Thich Nhat Hanh, Walpola Rahula et l'espace-temps
Publié : 17 avril 2017, 21:09
Rappel : la notion d'espace-temps en physique
En physique, l'espace-temps est une représentation mathématique de l'espace et du temps comme deux notions inséparables et s'influençant l'une l'autre.
Cette conception de l'espace et du temps est l'un des grands bouleversements survenus au début du xxe siècle dans le domaine de la physique, mais aussi pour la philosophie. Elle est apparue avec la relativité restreinte et sa représentation géométrique qu'est l'espace de Minkowski ; son importance a été renforcée par la relativité générale.
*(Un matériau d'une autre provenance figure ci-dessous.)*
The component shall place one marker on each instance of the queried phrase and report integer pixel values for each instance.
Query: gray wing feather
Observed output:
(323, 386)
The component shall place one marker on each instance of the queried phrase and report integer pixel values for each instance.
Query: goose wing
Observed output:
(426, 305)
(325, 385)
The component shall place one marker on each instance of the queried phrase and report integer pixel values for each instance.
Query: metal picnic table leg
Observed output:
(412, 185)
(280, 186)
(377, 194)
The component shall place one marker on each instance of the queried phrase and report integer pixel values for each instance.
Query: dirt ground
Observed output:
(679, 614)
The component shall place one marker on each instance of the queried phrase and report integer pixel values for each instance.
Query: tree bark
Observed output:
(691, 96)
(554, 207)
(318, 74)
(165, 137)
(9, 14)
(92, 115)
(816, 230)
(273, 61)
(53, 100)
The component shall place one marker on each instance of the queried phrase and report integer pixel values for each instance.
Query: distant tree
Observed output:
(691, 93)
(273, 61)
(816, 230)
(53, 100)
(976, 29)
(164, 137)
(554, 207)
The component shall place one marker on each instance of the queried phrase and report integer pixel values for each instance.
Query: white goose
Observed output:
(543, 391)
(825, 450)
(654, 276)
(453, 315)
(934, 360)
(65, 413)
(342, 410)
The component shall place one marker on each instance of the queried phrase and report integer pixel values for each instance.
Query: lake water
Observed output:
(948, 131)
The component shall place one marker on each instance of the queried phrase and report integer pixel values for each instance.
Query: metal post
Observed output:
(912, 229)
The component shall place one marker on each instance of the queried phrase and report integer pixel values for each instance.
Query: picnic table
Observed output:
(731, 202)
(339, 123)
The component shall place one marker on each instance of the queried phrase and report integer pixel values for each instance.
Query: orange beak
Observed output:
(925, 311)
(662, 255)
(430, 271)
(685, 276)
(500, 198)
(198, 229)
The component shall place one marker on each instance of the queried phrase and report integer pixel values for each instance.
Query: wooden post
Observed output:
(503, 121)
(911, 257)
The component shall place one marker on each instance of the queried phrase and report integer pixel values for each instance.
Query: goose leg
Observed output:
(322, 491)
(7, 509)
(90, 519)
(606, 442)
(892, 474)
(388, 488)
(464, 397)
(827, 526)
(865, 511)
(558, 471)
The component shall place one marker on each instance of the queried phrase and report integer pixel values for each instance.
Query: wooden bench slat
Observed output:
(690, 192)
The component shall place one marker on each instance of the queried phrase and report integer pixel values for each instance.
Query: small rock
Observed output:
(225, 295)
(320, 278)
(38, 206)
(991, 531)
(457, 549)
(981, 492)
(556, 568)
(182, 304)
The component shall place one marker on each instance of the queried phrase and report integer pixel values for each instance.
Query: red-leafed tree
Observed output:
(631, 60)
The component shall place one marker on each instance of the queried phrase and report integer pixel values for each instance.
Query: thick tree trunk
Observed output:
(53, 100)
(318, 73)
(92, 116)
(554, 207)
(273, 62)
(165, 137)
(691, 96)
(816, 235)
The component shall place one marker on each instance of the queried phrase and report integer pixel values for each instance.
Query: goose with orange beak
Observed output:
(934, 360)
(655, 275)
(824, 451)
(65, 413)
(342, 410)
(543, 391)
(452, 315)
Le continuum espace-temps comporte quatre dimensions : trois dimensions pour l'espace, « x », « y », et « z », et une pour le temps, « t ». Afin de pouvoir les manipuler plus aisément, on s'arrange pour que ces quatre grandeurs soient homogènes à une distance en multipliant « t » par la constante « c » (célérité de la lumière dans le vide).
Un événement se positionne dans le temps et l'espace par ses coordonnées « ct », « x », « y », « z », qui dépendent toutes du référentiel. Il est très difficile de s'imaginer que le temps ne soit pas le même suivant le référentiel dans lequel on le mesure, mais c'est bien le cas : il n'est donc pas absolu ; il en va de même pour l'espace : la longueur d'un objet peut être différente selon le référentiel de mesure.
Dans l'état actuel des connaissances, seul l'espace-temps comme concept unifié, qui est mathématiquement un espace de Minkowski en relativité restreinte et un espace courbe quelconque en relativité générale, est invariant quel que soit le référentiel choisi, tandis que ses composantes d'espace et temps en sont des aspects qui dépendent du point de vue (référentiel).
Le rapport entre les mesures d'espace et temps donné par la constante universelle c permet de décrire une distance d en matière de temps : d = ct avec t le temps nécessaire à la lumière pour parcourir d. Le Soleil est à 150 millions de kilomètres c'est-à-dire à 8 minutes-lumière de la Terre. En disant « minutes-lumière », on parle d'une mesure de temps multipliée par c, et on obtient une mesure de distance, dans ce cas-ci des kilomètres. Autrement dit, le facteur c sert à convertir des unités de temps en unités de distance. Kilomètres et minutes-lumière sont donc deux unités de mesure de distance.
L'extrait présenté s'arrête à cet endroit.